Teleskop Hubble dan Spitzer sebelumnya mendeteksi uap air, natrium, dan kalium di atmosfer planet. Tetapi James Webb memiliki kemampuan inframerah yang lebih kuat dan sensitif serta mampu menangkap tanda karbon dioksida.
"Memahami komposisi atmosfer planet dapat membantu kita mempelajari lebih lanjut tentang asal usul dan evolusinya," tulis akun Twitter resmi James Webb Space Telescope.
"Keberhasilan Webb di sini memperlihatkan bukti bahwa ia juga dapat mendeteksi dan mengukur karbon dioksida di atmosfer yang lebih tipis dari planet berbatu yang lebih kecil di masa depan," sambungnya.
Advertisement
Motret Eksoplanet WASP-96 b
NASA sebelumnya merilis data spektroskopi James Webb yang diambil dari WASP-96 b, sebuah eksoplanet yang berjarak sekitar 1.150 tahun cahaya.
Observatorium mendeteksi "tanda air yang tidak ambigu", bersama dengan kabut dan awan, yang sebelumnya tidak diyakini ada di WASP-96 b.
Minggu lalu para astronom juga mengumumkan penemuan sebuah eksoplanet yang berjarak sekitar 100 tahun cahaya.
Planet ekatrasurya itu terdeteksi dengan bantuan Satelit Survei Transit Exoplanet NASA dan teleskop berbasis darat.
Para astronom meyakini bahwa air dapat membentuk sebanyak 30 persen dari massa TOI-1452 b, yang telah dianggap sebagai "Bumi super"--sekitar 70 persen lebih besar dari Bumi dan mungkin memiliki lautan yang sangat dalam.
Teleskop James Webb Abadikan Momen Galaksi Cartwheel
Teleskop ruang angkasa James Webb kembali menangkap objek antariksa yang menakjubkan.
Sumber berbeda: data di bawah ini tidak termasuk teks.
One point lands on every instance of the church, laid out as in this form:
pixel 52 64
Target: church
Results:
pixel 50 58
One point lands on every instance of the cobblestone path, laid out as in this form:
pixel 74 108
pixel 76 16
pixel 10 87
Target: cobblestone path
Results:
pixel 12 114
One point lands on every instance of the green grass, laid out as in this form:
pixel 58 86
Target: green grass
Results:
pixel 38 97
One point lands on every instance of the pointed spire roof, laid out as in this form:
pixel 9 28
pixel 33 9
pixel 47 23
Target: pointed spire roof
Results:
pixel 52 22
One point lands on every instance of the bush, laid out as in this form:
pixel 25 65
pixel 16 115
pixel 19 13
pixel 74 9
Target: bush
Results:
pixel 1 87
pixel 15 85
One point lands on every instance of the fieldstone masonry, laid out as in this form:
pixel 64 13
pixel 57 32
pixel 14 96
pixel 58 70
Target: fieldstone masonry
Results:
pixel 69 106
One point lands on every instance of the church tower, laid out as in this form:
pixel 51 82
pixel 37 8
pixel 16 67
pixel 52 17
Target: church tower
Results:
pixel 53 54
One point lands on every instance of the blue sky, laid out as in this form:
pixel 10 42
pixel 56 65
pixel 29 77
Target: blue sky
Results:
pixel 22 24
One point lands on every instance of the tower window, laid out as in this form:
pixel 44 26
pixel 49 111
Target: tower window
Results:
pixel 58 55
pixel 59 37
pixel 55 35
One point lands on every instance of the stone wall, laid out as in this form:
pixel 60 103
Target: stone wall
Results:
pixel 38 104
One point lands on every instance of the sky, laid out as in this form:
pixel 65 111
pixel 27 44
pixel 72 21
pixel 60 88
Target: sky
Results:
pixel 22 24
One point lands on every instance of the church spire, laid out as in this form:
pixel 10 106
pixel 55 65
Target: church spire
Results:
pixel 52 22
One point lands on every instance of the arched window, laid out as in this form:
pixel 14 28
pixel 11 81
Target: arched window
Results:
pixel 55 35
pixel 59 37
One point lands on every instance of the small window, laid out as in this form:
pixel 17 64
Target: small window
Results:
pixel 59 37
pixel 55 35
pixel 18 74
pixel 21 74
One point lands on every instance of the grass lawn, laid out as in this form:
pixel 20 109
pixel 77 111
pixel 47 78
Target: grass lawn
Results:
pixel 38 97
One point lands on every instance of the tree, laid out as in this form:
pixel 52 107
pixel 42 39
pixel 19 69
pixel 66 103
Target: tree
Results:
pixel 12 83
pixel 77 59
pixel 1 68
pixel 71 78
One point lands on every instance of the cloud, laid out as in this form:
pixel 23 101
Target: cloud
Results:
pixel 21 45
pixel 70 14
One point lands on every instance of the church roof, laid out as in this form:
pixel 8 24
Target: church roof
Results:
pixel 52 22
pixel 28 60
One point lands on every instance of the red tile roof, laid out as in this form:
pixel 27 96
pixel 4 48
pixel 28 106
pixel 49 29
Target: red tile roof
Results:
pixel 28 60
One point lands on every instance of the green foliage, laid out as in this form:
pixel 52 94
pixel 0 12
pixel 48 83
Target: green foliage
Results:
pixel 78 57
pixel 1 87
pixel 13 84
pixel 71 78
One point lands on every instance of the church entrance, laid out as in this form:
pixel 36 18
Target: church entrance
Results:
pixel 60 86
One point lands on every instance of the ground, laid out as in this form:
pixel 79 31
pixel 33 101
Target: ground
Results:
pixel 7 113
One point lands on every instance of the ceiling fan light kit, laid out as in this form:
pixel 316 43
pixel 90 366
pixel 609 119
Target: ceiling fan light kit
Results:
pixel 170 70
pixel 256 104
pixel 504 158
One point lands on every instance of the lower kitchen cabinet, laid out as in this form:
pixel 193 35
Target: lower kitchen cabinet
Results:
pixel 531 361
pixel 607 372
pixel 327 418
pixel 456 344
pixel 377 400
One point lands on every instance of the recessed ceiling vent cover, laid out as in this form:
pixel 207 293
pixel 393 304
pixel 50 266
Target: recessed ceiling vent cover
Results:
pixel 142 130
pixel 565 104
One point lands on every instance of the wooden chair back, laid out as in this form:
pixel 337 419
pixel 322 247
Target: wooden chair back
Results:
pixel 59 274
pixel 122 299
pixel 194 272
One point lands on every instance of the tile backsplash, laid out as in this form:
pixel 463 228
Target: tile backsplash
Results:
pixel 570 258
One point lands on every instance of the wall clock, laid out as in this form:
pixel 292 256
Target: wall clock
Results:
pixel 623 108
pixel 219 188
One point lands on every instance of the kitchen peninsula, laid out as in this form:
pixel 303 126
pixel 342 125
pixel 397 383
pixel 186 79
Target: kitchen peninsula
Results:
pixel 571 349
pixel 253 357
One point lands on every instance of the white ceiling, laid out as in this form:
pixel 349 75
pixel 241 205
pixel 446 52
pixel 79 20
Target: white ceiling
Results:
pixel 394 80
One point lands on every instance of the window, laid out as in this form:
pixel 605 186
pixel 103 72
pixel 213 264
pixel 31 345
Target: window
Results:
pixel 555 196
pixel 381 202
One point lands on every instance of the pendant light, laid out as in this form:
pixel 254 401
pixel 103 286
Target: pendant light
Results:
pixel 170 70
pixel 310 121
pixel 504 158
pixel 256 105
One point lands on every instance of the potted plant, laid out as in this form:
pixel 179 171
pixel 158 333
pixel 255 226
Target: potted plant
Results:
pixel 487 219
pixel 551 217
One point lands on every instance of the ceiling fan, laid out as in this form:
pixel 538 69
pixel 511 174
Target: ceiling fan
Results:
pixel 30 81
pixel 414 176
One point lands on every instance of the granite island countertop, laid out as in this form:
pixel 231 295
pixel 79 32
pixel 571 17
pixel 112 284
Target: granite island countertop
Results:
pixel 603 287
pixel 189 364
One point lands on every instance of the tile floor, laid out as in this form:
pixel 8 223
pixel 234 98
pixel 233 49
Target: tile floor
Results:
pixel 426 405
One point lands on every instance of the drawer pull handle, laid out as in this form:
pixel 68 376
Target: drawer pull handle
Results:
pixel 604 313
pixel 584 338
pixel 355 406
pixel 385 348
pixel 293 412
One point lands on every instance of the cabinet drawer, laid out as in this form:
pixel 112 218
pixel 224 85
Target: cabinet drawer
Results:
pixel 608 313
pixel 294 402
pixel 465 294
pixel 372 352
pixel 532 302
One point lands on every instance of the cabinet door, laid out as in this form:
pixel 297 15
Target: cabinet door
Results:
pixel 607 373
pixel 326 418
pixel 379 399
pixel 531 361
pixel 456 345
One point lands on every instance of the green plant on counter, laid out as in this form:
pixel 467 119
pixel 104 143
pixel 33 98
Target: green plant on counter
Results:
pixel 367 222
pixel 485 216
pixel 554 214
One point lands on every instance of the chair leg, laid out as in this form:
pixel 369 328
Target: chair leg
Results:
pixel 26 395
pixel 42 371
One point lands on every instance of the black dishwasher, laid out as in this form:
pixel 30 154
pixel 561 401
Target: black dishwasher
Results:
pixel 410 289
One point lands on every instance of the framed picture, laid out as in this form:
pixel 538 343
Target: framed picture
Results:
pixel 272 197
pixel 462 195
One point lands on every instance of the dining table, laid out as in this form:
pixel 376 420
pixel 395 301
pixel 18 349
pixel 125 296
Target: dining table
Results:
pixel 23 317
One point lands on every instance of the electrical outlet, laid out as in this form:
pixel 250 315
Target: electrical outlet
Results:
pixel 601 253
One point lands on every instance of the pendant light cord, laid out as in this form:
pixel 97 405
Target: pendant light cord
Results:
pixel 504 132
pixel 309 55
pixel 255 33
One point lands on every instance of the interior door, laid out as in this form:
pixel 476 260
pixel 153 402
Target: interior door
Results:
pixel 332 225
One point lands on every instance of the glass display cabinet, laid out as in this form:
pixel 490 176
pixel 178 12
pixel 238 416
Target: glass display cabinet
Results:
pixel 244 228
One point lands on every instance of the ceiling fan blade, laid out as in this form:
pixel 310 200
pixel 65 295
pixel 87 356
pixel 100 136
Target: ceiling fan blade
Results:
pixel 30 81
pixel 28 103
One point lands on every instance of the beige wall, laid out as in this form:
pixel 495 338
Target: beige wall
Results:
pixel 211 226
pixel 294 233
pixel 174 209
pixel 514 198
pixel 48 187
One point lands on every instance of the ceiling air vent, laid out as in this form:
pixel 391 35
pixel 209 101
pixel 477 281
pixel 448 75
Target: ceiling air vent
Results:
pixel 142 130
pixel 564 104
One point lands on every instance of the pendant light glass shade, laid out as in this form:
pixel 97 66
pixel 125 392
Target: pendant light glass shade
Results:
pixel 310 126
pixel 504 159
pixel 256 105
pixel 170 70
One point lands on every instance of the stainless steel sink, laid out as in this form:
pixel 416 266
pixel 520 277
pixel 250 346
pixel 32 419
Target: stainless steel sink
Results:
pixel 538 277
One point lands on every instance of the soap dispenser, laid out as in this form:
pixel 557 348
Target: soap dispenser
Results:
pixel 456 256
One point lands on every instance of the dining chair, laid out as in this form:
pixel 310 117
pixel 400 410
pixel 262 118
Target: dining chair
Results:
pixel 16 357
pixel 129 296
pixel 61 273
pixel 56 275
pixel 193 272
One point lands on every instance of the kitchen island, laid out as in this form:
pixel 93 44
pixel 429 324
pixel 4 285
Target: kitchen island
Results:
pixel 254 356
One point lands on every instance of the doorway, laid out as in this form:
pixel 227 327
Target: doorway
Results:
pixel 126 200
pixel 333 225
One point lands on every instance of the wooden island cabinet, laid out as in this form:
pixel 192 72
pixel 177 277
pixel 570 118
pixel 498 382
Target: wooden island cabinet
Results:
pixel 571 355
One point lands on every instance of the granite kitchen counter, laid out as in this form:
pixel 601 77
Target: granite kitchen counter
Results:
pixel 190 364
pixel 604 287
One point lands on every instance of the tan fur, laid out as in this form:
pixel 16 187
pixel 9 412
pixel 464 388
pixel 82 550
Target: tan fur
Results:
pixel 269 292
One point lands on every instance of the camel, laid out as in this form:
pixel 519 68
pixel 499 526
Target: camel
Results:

Kali ini, Badan Antariksa AS (NASA) dan Badan Antariksa Eropa (ESA) merilis foto Galaksi Cartwheel yang diabadikan teleskop James Webb dengan memperlihatkan cincin warna berputar dalam gambar yang lebih jelas.
Terletak sekitar 500 juta tahun cahaya dari bumi di konstelasi Sculptor, Cartwheel terbentuk dari tabrakan yang spektakuler antara dua galaksi.
Menurut NASA dan ESA, tabrakan itu menimbulkan dua cincin yang meluas dari pusat galaksi, seperti riak di kolam setelah sebuah batu dilemparkan ke dalamnya, seperti dikutip dari AFP, Kamis (4/8/2022).
Cincin putih yang lebih kecil tetap lebih dekat ke pusat Galaksi Cartwheel. Sementara cincin luar, dengan jari-jari warnanya, telah berkembang ke alam semesta selama sekitar 440 juta tahun.
Saat cincin luar mengembang, cincin itu berubah menjadi gas sehingga memicu pembentukan bintang-bintang baru.